最近、「ベイズ統計学」とか「ベイズの定理」という言葉をよく聞くようになったと思いませんか?(当ブログの読者の方ならきっとそう思うはずです。)

書店に足を運ぶと、「ベイズ統計」を取り扱った書籍を見るようになりましたし、ビジネス関連の雑誌でも「ベイズ統計」がよく取り扱われている印象です。

「ベイズ統計学」とは何なのか?言うまでもなく、統計学や確率論における考え方のことです。

つい数年前、ビジネスパーソンの間で統計学がかなりのブームになりました。それも相まってか、今、「ベイズ統計学」が、同じくビジネスパーソンの間で、注目を集めているように見えます。

「ベイズ統計学」とネットで検索してみると、だいたい次のような説明が出てきます。

  • 「事前確率に主観確率をセットできるのがベイズ理論」
  • 「母数が確率分布になることがベイズ理論の特徴」
  • 「人間の思考に近い理論」

正直、こう言われても全く理解できませんよね?

そこで本書の出番です!本書では、昨今話題の「ベイズ統計学」をイラスト付き、会話形式でかなりわかりやすく説明してくれています。

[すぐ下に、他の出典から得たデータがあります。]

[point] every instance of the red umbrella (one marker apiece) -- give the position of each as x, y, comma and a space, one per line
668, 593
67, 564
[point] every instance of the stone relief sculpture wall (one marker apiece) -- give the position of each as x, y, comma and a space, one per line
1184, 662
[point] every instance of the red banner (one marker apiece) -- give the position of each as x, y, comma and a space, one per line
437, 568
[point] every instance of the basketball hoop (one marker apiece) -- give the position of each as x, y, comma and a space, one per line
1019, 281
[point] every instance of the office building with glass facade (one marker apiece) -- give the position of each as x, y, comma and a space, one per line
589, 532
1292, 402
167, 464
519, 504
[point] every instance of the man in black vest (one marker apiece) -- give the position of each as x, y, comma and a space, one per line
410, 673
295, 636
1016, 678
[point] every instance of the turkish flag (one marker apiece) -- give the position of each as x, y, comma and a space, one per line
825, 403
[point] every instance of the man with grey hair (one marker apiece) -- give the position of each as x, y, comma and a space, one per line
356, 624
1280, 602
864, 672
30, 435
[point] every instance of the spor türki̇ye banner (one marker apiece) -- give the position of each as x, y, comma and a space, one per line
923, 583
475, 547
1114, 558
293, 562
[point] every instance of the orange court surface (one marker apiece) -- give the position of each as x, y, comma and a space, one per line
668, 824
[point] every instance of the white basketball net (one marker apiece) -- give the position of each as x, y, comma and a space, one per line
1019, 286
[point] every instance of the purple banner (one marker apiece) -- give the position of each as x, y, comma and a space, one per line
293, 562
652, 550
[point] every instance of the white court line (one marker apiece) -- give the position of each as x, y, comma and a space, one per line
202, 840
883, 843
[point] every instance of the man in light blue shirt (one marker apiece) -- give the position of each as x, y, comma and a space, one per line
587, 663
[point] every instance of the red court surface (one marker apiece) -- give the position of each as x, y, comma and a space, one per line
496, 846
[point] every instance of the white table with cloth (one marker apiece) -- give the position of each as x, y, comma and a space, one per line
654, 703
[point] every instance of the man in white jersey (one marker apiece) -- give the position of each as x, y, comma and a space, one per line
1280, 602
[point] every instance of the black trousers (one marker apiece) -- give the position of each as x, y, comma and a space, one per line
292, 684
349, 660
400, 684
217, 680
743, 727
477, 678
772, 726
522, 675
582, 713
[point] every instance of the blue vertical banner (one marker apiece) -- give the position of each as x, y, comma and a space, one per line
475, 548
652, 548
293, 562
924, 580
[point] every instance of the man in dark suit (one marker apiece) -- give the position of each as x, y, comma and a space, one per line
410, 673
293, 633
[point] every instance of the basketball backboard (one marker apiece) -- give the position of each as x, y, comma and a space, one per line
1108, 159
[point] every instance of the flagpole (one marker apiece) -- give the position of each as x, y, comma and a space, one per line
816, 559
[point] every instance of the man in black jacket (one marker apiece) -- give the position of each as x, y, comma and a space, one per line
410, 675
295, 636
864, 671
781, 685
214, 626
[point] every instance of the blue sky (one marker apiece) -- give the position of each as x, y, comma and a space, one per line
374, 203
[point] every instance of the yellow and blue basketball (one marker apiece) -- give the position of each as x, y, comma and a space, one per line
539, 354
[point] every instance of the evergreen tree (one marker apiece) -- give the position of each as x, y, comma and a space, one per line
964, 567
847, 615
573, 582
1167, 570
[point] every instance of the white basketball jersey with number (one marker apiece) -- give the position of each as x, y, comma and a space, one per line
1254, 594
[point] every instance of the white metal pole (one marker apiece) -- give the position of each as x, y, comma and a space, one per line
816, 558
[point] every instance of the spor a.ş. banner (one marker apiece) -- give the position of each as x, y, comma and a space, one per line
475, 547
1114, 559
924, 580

もう少し前に書くべきだったとは思いますが、ベイズ理論が応用されている分野には、例えば次のようなものがあります。

  • 意思決定の理論
  • ゲーム理論への応用
  • 人工知能への応用
  • マーケティング理論
  • ベイジアンネットワーク

ちょっと意味のわからないものも含まれますが、注目すべきはやはり「人工知能への応用」ではないでしょうか?

今、世間では「人工知能の発展によって、世界が大きく変わろうとしている」といったことがよく叫ばれます。

それが本当なのか、嘘なのか。それを知ることができるのは、人工知能について真剣に学び、考えた者のみです。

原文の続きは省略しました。